Tuesday, October 21, 2014

Listening Lessons Three Ways

One of my goals for this school year is to incorporate more classical music into my lessons. I have many students that, for one reason or another, simply don't know how to respond when they hear certain genres of music.

Last year, I was at a new school and I wanted to play a recording of Renee Fleming before the superbowl so that the students would recognize her singing the national anthem. When they heard the vibrato in her voice, many of them burst out laughing. It was something that they had simply never been exposed to before.

I am making it my mission to change that.

I'm not setting out to impose my personal tastes in music on my students, but I feel that as their music teacher, it is my duty to introduce them to as many different styles and sounds as I possibly can. I know that for many of my kids, general music could be one of the last meaningful interactions that they have with classical music. I am going to do everything in my power to make sure that they leave elementary school having heard enough of it to understand and respond to it in meaningful ways.

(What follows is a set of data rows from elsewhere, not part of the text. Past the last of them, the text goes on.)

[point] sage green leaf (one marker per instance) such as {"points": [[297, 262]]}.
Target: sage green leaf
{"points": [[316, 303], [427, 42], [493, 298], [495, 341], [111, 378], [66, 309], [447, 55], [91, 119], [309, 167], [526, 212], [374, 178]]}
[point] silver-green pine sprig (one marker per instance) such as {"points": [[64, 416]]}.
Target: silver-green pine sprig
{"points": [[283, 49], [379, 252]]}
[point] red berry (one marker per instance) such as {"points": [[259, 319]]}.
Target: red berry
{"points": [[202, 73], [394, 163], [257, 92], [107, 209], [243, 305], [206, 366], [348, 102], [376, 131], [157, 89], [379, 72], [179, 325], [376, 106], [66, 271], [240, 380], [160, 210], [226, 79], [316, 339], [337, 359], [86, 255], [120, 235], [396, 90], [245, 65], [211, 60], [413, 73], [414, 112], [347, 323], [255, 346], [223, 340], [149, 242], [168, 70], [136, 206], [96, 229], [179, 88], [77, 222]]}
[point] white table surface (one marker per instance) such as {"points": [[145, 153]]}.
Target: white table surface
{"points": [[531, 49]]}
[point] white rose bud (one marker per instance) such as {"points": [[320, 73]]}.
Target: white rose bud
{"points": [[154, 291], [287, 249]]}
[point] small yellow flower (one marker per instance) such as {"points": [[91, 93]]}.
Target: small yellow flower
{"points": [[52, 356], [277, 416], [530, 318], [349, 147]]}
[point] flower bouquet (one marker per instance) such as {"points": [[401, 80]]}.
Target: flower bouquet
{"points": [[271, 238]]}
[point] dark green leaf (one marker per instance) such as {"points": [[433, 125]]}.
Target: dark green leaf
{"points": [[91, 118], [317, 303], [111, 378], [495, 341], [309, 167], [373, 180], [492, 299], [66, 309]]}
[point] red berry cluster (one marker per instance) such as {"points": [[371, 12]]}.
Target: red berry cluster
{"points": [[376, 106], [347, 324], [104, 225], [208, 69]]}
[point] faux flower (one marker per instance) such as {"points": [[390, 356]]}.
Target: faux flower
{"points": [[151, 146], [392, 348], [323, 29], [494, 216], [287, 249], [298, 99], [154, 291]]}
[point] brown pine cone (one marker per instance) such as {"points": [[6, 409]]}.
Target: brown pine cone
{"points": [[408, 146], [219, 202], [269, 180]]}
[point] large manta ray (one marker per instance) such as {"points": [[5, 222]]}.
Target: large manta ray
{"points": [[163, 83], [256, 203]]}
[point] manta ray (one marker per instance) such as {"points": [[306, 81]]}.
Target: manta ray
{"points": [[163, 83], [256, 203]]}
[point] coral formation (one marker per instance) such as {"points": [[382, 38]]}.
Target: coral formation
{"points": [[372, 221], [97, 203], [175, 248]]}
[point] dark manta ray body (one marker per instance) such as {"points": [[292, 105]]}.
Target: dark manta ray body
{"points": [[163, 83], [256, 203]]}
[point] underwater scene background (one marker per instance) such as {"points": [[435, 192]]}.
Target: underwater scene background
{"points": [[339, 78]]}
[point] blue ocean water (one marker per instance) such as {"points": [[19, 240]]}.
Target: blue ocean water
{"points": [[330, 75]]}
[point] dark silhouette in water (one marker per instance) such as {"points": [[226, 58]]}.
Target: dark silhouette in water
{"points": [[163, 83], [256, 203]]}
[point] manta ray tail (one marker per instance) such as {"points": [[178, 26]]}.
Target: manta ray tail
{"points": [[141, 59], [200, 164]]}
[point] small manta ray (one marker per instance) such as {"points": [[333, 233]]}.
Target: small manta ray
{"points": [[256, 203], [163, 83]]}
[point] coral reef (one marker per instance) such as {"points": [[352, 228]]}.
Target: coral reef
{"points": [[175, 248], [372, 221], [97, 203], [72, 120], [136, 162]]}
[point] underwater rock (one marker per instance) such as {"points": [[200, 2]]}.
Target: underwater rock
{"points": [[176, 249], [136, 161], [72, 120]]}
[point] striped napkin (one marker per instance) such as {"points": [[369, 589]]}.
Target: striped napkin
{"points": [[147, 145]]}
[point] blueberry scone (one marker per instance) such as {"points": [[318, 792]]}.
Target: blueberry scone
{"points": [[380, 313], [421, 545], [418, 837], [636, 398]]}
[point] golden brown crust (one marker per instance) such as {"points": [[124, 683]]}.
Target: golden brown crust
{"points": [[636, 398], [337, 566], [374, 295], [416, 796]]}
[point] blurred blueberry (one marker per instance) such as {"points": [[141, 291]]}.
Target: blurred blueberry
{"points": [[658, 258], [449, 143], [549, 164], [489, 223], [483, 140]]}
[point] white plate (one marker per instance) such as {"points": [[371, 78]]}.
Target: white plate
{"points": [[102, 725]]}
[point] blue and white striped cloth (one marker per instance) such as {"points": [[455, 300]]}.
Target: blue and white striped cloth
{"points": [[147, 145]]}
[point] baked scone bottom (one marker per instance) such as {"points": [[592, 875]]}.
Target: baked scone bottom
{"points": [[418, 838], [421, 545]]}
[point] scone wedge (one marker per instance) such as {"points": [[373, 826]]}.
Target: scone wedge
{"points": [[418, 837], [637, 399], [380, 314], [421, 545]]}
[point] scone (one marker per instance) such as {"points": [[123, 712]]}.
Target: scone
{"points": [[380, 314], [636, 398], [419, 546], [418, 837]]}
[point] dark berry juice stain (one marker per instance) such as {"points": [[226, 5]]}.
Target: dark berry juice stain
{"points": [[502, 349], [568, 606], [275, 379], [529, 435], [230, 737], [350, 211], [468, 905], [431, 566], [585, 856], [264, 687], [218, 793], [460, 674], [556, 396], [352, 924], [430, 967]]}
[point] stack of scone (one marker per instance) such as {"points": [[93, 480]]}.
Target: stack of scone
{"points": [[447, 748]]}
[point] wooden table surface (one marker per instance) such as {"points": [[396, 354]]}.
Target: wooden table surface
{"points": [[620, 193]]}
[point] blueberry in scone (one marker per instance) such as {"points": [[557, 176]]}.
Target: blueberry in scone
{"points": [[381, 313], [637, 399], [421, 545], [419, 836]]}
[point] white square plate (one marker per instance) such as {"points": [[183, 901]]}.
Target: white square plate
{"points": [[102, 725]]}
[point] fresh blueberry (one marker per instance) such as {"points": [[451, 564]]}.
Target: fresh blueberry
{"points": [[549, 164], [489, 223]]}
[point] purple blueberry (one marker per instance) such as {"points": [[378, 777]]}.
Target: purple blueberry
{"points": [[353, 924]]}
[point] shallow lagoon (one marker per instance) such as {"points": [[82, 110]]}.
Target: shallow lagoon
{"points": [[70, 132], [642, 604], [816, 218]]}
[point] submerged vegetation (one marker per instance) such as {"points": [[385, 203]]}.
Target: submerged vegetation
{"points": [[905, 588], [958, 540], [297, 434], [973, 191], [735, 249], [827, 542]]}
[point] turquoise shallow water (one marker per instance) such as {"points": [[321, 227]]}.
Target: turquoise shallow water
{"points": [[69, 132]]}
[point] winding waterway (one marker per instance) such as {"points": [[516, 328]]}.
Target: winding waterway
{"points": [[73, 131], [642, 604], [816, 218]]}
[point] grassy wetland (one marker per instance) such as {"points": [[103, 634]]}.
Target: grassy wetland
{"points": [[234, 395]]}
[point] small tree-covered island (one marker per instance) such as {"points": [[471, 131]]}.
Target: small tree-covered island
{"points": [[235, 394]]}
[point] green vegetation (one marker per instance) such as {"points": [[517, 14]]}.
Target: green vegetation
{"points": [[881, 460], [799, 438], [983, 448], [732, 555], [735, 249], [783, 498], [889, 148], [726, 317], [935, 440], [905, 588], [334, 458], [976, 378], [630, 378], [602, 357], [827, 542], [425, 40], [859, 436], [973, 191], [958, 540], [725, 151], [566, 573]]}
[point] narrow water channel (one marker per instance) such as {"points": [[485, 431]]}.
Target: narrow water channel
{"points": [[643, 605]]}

Now that I've pontificated a bit on my personal philosophy, here are three ways that I used listening lessons with classical music this week: 

Kinder
To get us in a spooky mood, we used scarves while listening to Danse Macabre by Camille Saint-Saens. The scarves are such a great tool for visual and kinesthetic learners; we do so much with them!
  • We can roll it into a ball to show a soft dynamic
  • We can open it up wide to show a loud dynamic
  • We can bounce it to the beat to show staccato articulations
  • We can sway it side to side to show legato articulations
  • We can move it high and low to match the melodic contour
  • We can stand up, sit down, or toss and catch our scarf to show different sections of the form
Danse Macabre is such a great lesson in CONTRAST, which I love because our youngest children learn what something IS by comparing to what it IS NOT.

2nd Grade
A dear friend of mine from college recently left her teaching job to go back to grad school, and she left me many wonderful learning props. Among them were these strips to go along with In the Hall of the Mountain King by Edvard Grieg.



After telling my second graders the story of the hero and his harrowing escape from the trolls in the mountain, we reenacted the story and sang the main theme saying "run run" for ti-ti and "troll" for ta. After singing it that way for a while, I let the class in on a fun secret: the rhythm to this song is exactly the same as Mary Had a Little Lamb... so we sang the theme again and filled in the nursery rhyme lyrics. What fun!

We also followed a great interactive listening map for this piece that came with my Spotlight On Music 2nd grade curriculum.

5th Grade
For fifth grade, I wanted to give my students the opportunity to really sit and listen to Danse Macabre. I created this listening guide (currently a freebie on my TPT store) and asked them to fill in as many boxes as they could while the piece was playing. We reviewed the difference between open- and closed- ended questions and the difference between writing our facts and writing our opinions. I got some great responses!


I hope my different types of listening lessons have resonated with my students this week. I figure if I got them humming the tune on their way out the door, I've done something right.